Unemployment to double and economy to shrink by 25 per cent, warns Bank of England

The UK economy could heading for the deepest recession on record as the country reels from the effect of coronavirus.

Growth could shrink by 25 per cent this spring and unemployment more than double as the coronavirus pandemic brings the country to an shuddering standstill, the Bank of England warned.

Instead of a quick recovery when restrictions are lifted, the Bank fears it could take some time for the confidence to recover and for people to start spending again.

In its first official outlook on the toll taken on the UK economy by the Covid-19 pandemic, the Bank cautioned over a "very sharp" fall in GDP over the first half and a "substantial" hike in unemployment.
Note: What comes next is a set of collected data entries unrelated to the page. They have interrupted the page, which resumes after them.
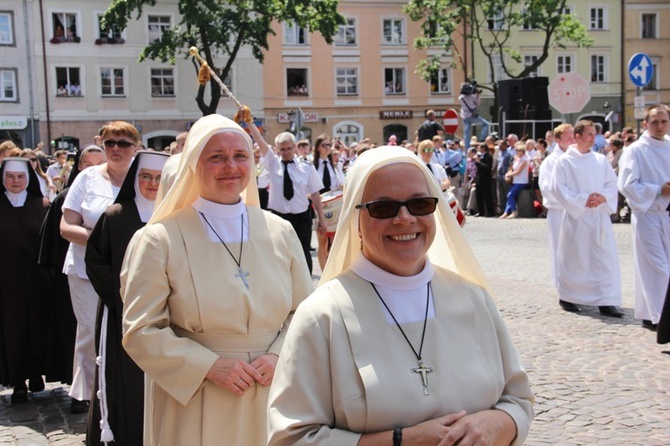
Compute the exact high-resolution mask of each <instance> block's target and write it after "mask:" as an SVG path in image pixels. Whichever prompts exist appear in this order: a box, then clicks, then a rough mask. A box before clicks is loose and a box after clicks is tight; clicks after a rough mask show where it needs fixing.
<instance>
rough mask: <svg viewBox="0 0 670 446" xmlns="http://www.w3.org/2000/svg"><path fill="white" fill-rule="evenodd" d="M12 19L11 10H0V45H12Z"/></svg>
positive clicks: (13, 27)
mask: <svg viewBox="0 0 670 446" xmlns="http://www.w3.org/2000/svg"><path fill="white" fill-rule="evenodd" d="M13 19H14V16H13V14H12V12H11V11H0V45H14V24H13Z"/></svg>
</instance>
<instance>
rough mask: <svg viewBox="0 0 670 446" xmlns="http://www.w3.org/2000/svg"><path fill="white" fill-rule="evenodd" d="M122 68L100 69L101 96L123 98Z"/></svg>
mask: <svg viewBox="0 0 670 446" xmlns="http://www.w3.org/2000/svg"><path fill="white" fill-rule="evenodd" d="M123 77H124V76H123V68H100V86H101V87H102V91H101V92H100V93H101V94H102V96H123V95H125V89H124V86H123Z"/></svg>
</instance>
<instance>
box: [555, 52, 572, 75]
mask: <svg viewBox="0 0 670 446" xmlns="http://www.w3.org/2000/svg"><path fill="white" fill-rule="evenodd" d="M573 66H574V63H573V60H572V56H565V55H564V56H558V57H557V58H556V71H557V72H558V74H562V73H571V72H572V68H573Z"/></svg>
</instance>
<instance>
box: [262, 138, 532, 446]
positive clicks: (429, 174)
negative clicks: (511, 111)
mask: <svg viewBox="0 0 670 446" xmlns="http://www.w3.org/2000/svg"><path fill="white" fill-rule="evenodd" d="M400 178H402V181H399V180H398V179H400ZM532 406H533V395H532V393H531V391H530V387H529V384H528V377H527V375H526V373H525V371H524V370H523V368H522V367H521V364H520V363H519V359H518V357H517V354H516V352H515V350H514V347H513V345H512V342H511V339H510V337H509V334H508V332H507V329H506V328H505V324H504V322H503V320H502V318H501V316H500V314H499V313H498V310H497V309H496V306H495V304H494V303H493V300H492V298H491V296H490V294H489V292H488V291H487V286H486V283H485V279H484V276H483V273H482V271H481V269H480V267H479V265H478V263H477V261H476V259H475V257H474V255H473V253H472V251H471V250H470V248H469V246H468V245H467V242H466V241H465V238H464V237H463V234H462V232H461V230H460V229H459V227H458V223H457V222H456V219H455V218H454V216H453V214H452V212H451V210H450V208H449V205H448V204H447V202H446V200H445V199H444V198H442V194H441V191H440V188H439V187H438V186H437V184H436V183H435V181H434V180H433V179H432V178H431V176H430V172H429V171H428V169H427V168H425V166H424V165H423V163H422V162H421V161H420V160H419V159H418V158H417V157H416V156H413V155H412V154H410V153H409V152H408V151H407V150H405V149H401V148H395V147H381V148H378V149H375V150H371V151H369V152H367V153H365V154H364V155H362V156H361V157H359V158H358V160H357V161H356V164H354V167H352V169H351V170H350V171H349V176H348V178H347V187H346V188H345V191H344V205H343V213H342V218H341V219H340V222H339V225H338V228H337V233H336V235H335V243H334V245H333V249H332V252H331V256H330V258H329V259H328V263H327V265H326V268H325V271H324V272H323V276H322V278H321V286H320V287H319V288H318V289H317V290H316V291H315V292H314V293H313V294H312V295H311V296H310V297H309V298H307V299H306V300H305V301H304V302H303V303H302V304H301V305H300V307H299V308H298V310H297V311H296V314H295V316H294V318H293V322H292V324H291V327H290V329H289V332H288V334H287V337H286V341H285V343H284V347H283V349H282V352H281V354H280V357H279V364H278V366H277V372H276V374H275V380H274V382H273V384H272V389H271V391H270V401H269V406H268V407H269V434H270V440H269V444H270V445H289V444H290V445H300V444H321V445H325V444H328V445H331V444H332V445H352V446H353V445H377V444H378V445H390V444H393V445H400V444H405V445H424V444H426V445H428V444H429V445H436V444H438V443H440V442H442V443H440V444H463V445H464V444H475V443H477V441H481V442H482V443H484V444H511V443H514V444H523V442H524V440H525V438H526V435H527V434H528V429H529V426H530V422H531V419H532V417H533V407H532ZM475 440H477V441H475Z"/></svg>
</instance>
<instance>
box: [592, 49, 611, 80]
mask: <svg viewBox="0 0 670 446" xmlns="http://www.w3.org/2000/svg"><path fill="white" fill-rule="evenodd" d="M606 64H607V59H606V58H605V55H604V54H591V82H605V73H606V72H607V70H606V68H607V67H606Z"/></svg>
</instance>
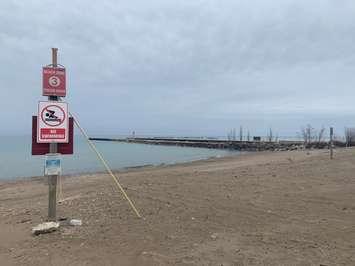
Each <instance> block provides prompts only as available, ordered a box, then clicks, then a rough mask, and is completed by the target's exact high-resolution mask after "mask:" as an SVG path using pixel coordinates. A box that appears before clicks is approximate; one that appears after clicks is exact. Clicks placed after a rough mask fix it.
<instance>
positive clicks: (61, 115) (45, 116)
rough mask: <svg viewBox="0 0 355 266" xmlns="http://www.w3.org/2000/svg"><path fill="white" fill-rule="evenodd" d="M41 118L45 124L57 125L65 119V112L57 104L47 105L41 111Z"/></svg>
mask: <svg viewBox="0 0 355 266" xmlns="http://www.w3.org/2000/svg"><path fill="white" fill-rule="evenodd" d="M41 119H42V121H43V122H44V123H45V124H46V125H48V126H50V127H57V126H60V125H61V124H63V122H64V121H65V112H64V110H63V108H62V107H60V106H58V105H55V104H52V105H47V106H46V107H45V108H43V110H42V111H41Z"/></svg>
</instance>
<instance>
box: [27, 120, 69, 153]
mask: <svg viewBox="0 0 355 266" xmlns="http://www.w3.org/2000/svg"><path fill="white" fill-rule="evenodd" d="M57 145H58V146H57V147H58V153H61V154H73V152H74V119H73V118H72V117H70V118H69V142H68V143H58V144H57ZM47 153H49V143H37V116H32V155H45V154H47Z"/></svg>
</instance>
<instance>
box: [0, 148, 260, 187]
mask: <svg viewBox="0 0 355 266" xmlns="http://www.w3.org/2000/svg"><path fill="white" fill-rule="evenodd" d="M245 153H254V152H240V153H236V154H234V155H225V156H223V155H222V156H209V157H207V158H200V159H193V160H189V161H185V162H184V161H183V162H172V163H158V164H142V165H136V166H127V167H122V168H113V167H112V168H111V170H112V172H113V173H126V172H128V171H133V170H135V169H144V168H151V167H154V168H156V167H164V166H174V165H180V164H190V163H194V162H199V161H206V160H210V159H218V158H225V157H235V156H241V155H242V154H245ZM258 153H260V152H258ZM110 166H111V165H110ZM106 173H107V172H106V171H104V170H103V171H80V172H77V173H72V174H64V175H61V177H64V178H70V177H75V176H81V175H96V174H106ZM43 177H45V176H44V175H42V176H36V175H35V176H19V177H10V178H3V179H0V184H1V183H7V182H16V181H26V180H37V179H40V178H43Z"/></svg>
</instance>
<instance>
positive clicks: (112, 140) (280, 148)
mask: <svg viewBox="0 0 355 266" xmlns="http://www.w3.org/2000/svg"><path fill="white" fill-rule="evenodd" d="M90 139H91V140H95V141H119V142H127V143H140V144H150V145H169V146H182V147H197V148H209V149H230V150H239V151H267V150H272V151H284V150H299V149H305V148H318V149H324V148H329V143H328V142H317V143H308V144H306V145H305V143H304V142H303V141H236V140H233V141H230V140H218V139H187V138H186V139H185V138H140V137H139V138H121V139H115V138H90ZM334 144H335V146H343V145H341V143H334Z"/></svg>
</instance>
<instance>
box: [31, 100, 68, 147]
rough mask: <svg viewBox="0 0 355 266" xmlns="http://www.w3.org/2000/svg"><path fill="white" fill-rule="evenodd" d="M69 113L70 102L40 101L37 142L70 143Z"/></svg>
mask: <svg viewBox="0 0 355 266" xmlns="http://www.w3.org/2000/svg"><path fill="white" fill-rule="evenodd" d="M68 114H69V112H68V104H67V103H65V102H39V104H38V117H37V119H38V121H37V142H38V143H51V142H52V143H68V142H69V137H68V136H69V115H68Z"/></svg>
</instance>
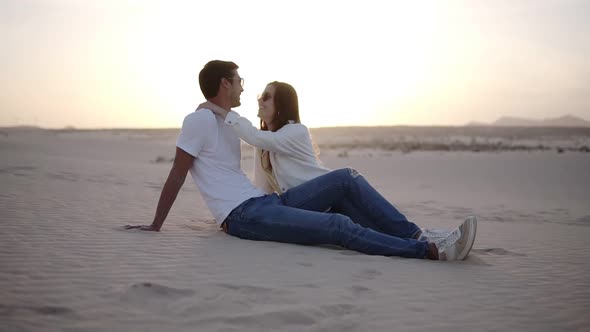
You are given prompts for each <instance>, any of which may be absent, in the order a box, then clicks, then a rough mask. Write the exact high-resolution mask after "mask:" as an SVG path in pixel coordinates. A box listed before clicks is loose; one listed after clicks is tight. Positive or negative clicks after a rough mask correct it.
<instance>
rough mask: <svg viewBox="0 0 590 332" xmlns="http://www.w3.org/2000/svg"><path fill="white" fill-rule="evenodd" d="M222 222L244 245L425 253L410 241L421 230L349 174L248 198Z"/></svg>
mask: <svg viewBox="0 0 590 332" xmlns="http://www.w3.org/2000/svg"><path fill="white" fill-rule="evenodd" d="M324 211H329V212H324ZM225 222H226V223H227V232H228V233H229V234H230V235H233V236H236V237H239V238H242V239H249V240H257V241H275V242H285V243H294V244H303V245H317V244H331V245H338V246H341V247H344V248H347V249H350V250H355V251H358V252H362V253H365V254H369V255H382V256H401V257H411V258H424V257H425V256H426V251H427V247H428V243H427V242H424V241H417V240H415V239H413V237H414V236H415V235H416V234H417V233H418V232H419V231H420V228H419V227H418V226H416V225H415V224H414V223H412V222H409V221H408V220H407V219H406V217H405V216H404V215H403V214H401V213H400V212H399V211H398V210H397V209H396V208H395V207H394V206H393V205H391V204H390V203H389V202H388V201H387V200H386V199H385V198H383V196H381V194H379V193H378V192H377V191H376V190H375V189H374V188H373V187H372V186H371V185H370V184H369V183H368V182H367V181H366V180H365V179H364V177H363V176H362V175H360V174H359V173H358V172H357V171H356V170H354V169H351V168H345V169H340V170H336V171H332V172H330V173H327V174H325V175H322V176H319V177H317V178H315V179H313V180H310V181H308V182H305V183H303V184H301V185H299V186H297V187H294V188H291V189H289V190H288V191H286V192H285V193H284V194H282V195H280V196H279V195H277V194H270V195H265V196H261V197H254V198H251V199H249V200H247V201H245V202H244V203H242V204H241V205H239V206H238V207H236V208H235V209H234V210H233V211H232V212H231V213H230V214H229V216H228V217H227V219H226V220H225Z"/></svg>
In the forecast, the Bank said one “plausible illustrative economic scenario” was for a 25 per cent plunge in GDP in the second quarter with unemployment more than doubling to around nine per cent.

Sounding the alarm over the mounting damage to the economy during the coronavirus lockdown, the Bank said GDP could shrink by 14 per cent for 2020 as a whole.

The Bank’s nine-member monetary policy committee (MPC) voted unanimously to keep interest rates on hold at 0.1 per cent, the lowest level in the bank’s 325-year history, after using two emergency cuts in March at the onset of the Covid emergency in Britain.

But in a signal of the depth of the economic shock the the committee split over increasing increasing the Bank’s £645 billion quantitative easing stimulus package, basically printing more money  with two members voting for an immediate £100 billion increase.

In its first monetary policy report in the pandemic the UK’s central bank said debit and credit card data pointed to a 30 per cent drop in consumer spending, while housing market activity had practically ceased.

Until now most experts have predicted that economic activity should pick up relatively rapidly as social distancing measures are relaxed.

But the bank warned continuing concerns over coronavirus would mean precautionary behaviour by families and businesses persist for some time even after tight controls on activity are lifted.